I brought three cameras to the wedding. The third is a rarely used backup. You may take less or more, but this step is necessary, regardless.

Sit down with each camera. Treat each camera as if you will only use it, and make sure it is ready before moving on to the next.

I took the fully charged battery and two memory cards and powered on the camera. Format each memory card. Check the battery is full. Check all the basic settings. I have a small list of camera settings that I want to make sure are correct, I will dig into these more in depth. this paragraph.

Finally, take a picture with the camera. Taking a picture will allow you to check the camera is working and recording to the card.

After I’m done with this, the camera goes into my pocket and I move on to the next section.

Other gears

I have a similar ritual with the rest of my essential gear. I make sure it’s up and running, it goes into the bag, and I move on to the next item. I will clean the lens, install the battery in the lamp and check if I have the necessary things.

Mine Simplr Strap and my Spider Black Widow Leather Case packed into my bag, a Billingham Hadley One.


Pack a spare battery, SD card, flash, and a lens cloth.


I think I mentioned my pre-wedding ceremony here. I left out the food, as I am usually well taken care of on the day of the wedding. I also make sure I drink plenty of ice from the bar. Finally, go to bed early and don’t stay up until 3am reading Fstoppers.

A lot of the points mentioned would be useful to any photographer, but personally I can only talk about weddings. A portrait or commercial photographer might have a completely different way of preparing.

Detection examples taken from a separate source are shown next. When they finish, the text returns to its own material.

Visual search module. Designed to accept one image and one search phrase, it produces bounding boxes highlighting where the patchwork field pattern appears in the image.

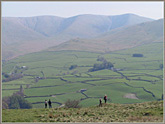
[2,42,163,108]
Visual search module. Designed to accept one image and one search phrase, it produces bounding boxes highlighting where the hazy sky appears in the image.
[2,1,164,19]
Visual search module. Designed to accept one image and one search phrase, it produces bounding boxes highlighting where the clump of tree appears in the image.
[2,91,32,109]
[88,61,114,72]
[97,56,106,62]
[2,73,23,82]
[65,99,81,108]
[69,65,77,70]
[132,53,143,57]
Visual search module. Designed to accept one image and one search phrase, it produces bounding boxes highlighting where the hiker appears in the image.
[104,94,107,104]
[99,98,102,107]
[48,99,52,108]
[45,100,48,108]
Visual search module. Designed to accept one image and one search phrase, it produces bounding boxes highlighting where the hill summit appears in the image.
[2,101,163,122]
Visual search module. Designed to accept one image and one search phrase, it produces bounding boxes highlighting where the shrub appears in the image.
[132,53,143,57]
[2,92,32,109]
[65,99,81,108]
[88,60,114,72]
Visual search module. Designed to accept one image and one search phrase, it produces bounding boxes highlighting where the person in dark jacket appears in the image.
[45,100,48,108]
[48,99,52,108]
[99,98,102,107]
[104,94,107,104]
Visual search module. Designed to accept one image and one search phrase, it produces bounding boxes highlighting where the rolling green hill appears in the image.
[2,42,163,108]
[2,101,163,123]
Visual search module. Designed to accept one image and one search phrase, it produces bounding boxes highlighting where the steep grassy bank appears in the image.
[2,101,163,122]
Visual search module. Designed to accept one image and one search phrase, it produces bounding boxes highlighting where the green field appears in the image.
[2,99,163,123]
[2,43,163,108]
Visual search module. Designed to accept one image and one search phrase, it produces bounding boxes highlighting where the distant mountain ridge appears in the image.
[48,19,164,52]
[2,14,153,59]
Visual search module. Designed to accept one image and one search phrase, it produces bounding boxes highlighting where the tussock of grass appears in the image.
[2,101,163,122]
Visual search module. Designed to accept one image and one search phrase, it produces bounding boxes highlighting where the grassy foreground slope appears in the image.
[2,101,163,122]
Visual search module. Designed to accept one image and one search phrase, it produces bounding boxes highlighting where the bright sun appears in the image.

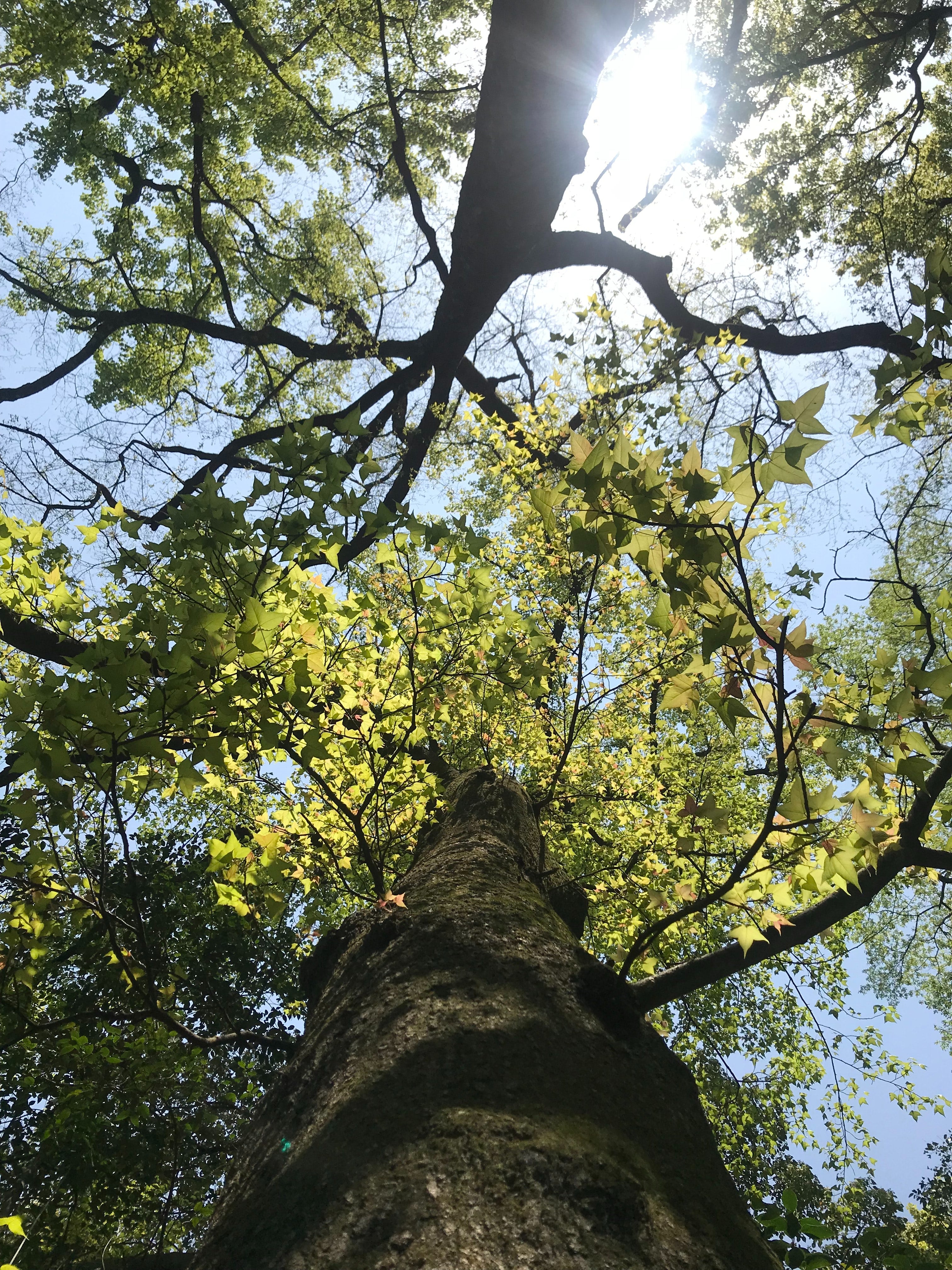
[571,19,703,229]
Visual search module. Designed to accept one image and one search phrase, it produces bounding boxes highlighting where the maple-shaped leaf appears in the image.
[377,890,406,908]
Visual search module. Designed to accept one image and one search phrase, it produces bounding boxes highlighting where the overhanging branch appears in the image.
[523,230,915,357]
[632,751,952,1012]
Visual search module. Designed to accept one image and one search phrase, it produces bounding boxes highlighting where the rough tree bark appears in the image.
[196,771,777,1270]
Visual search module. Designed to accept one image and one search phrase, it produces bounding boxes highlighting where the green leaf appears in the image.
[529,489,565,533]
[730,926,767,956]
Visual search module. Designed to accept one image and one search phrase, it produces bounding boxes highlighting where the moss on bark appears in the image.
[196,772,777,1270]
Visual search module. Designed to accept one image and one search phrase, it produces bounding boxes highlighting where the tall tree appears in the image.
[0,0,952,1267]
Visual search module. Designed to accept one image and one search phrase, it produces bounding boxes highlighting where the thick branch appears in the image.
[523,230,914,357]
[0,326,113,401]
[632,751,952,1012]
[0,604,89,666]
[0,269,423,368]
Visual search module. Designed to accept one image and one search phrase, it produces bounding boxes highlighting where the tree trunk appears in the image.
[194,771,777,1270]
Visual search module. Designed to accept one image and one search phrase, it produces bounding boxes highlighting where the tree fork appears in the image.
[194,769,777,1270]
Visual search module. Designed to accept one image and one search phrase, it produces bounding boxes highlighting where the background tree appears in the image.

I will leave a checklist below for your reference.

Quick Checklist

Five months before the wedding

  • Customer questionnaire sent.

Six weeks before the wedding

  • Submit a final payment request.
  • Book a hotel or travel.
  • Book a second photographer.

A week before the wedding

  • Talk to the couple.
  • Payment confirmation is done.
  • Confirm your second photographer.

The day before the wedding

  • Put all the batteries in the charger in the morning.
  • Print details and timeline.
  • Plan your travel to the wedding.
  • Prepare your clothes.
  • Prepare your camera separately with battery, memory card, and basic settings.
  • Clean and prepare lenses and other equipment.
  • Make sure your spare parts are packed.

Right day

  • Eat a hearty breakfast and have fun.